Ich wollte in den letzten Tagen Unity ausprobieren – weil eben alle Welt darüber meckert. Gleichzeitig habe ich mir überlegt, mal wieder etwas mit VMWare zu machen. Die VMWare-Produkte habe ich nicht mehr genutzt, seit VirtualBox eine echte Alternative geworden ist. Das dürfte also schon vor einigen Jahren das letzte Mal der Fall gewesen sein.
So richtig kostenlos ist ja nur der VMWare-Player. Kostenlos bedeutet in diesem Fall allerdings nicht frei. Vor dem Download muss ich mich erst mit Namen und gültiger E-Mail-Adresse bei VMWare registrieren. Erst danach gibt’s auch einen Download-Link. Dort werden dann aber auch verschiedene Pakete für unterschiedliche Systeme angeboten. Ich suche mir den 64-Bit-Player als DEB-Paket herunter und installiere ihn.
Anders als der Name vermuten lässt, kann ich mit dem Programm auch ein virtuelles System installieren. Dazu nutze ich als ein Standard-Ubuntu, in der 32-Bit-Variante.
VirtualBox installiere ich mir direkt über die von Oracle zur Verfügung gestellte Paketquelle.
Die Installationen verlaufen in beiden Programmen unauffällig. Allerdings lässt sich im VMWare-Player nur der Unity-2D-Modus nutzen.
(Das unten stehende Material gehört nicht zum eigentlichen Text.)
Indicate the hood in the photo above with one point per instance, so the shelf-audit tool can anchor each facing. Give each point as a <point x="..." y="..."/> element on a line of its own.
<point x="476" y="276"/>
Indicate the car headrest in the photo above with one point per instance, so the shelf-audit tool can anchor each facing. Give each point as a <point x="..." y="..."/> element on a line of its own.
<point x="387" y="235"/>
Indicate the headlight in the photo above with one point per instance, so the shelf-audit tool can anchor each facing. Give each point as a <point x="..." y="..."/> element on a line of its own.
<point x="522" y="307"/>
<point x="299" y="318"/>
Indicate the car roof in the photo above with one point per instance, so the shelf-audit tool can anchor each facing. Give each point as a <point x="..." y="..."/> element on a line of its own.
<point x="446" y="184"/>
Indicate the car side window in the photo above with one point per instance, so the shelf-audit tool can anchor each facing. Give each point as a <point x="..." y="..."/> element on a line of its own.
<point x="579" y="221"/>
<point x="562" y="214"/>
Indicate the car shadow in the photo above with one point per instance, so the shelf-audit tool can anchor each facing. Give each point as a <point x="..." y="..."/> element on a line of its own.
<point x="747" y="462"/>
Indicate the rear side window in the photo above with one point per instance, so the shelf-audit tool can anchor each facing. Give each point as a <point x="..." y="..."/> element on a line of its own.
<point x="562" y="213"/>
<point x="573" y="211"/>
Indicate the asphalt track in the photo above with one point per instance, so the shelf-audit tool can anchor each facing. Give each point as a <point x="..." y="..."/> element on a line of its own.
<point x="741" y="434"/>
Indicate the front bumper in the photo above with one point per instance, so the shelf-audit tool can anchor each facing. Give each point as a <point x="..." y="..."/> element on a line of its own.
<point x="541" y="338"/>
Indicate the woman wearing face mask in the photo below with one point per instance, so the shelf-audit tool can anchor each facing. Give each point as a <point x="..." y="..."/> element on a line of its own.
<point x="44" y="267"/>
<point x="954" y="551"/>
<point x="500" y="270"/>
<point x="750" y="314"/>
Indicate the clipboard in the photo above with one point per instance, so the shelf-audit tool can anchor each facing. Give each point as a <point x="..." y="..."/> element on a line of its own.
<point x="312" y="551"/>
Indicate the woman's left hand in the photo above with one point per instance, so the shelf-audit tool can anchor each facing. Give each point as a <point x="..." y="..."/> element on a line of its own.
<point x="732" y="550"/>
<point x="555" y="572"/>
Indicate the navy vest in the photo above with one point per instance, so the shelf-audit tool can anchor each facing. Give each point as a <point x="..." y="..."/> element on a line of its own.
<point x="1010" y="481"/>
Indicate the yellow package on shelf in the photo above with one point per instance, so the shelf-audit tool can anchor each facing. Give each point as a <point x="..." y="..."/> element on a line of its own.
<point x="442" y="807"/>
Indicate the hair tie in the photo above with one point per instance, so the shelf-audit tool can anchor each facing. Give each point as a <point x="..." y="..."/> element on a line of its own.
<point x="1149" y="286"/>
Eine 3D-Beschleunigung ist nicht verfügbar – obwohl ich die entsprechende Option für die VM aktiviert ist und die Gasterweiterungen installiert sind. Damit ist der VMWare-Player prinzipiell schon raus
.
In VirtualBox mit Gasterweiterungen funktioniert die 3D-Beschleunigung, Unity läuft so auch einwandfrei im 3D-Modus.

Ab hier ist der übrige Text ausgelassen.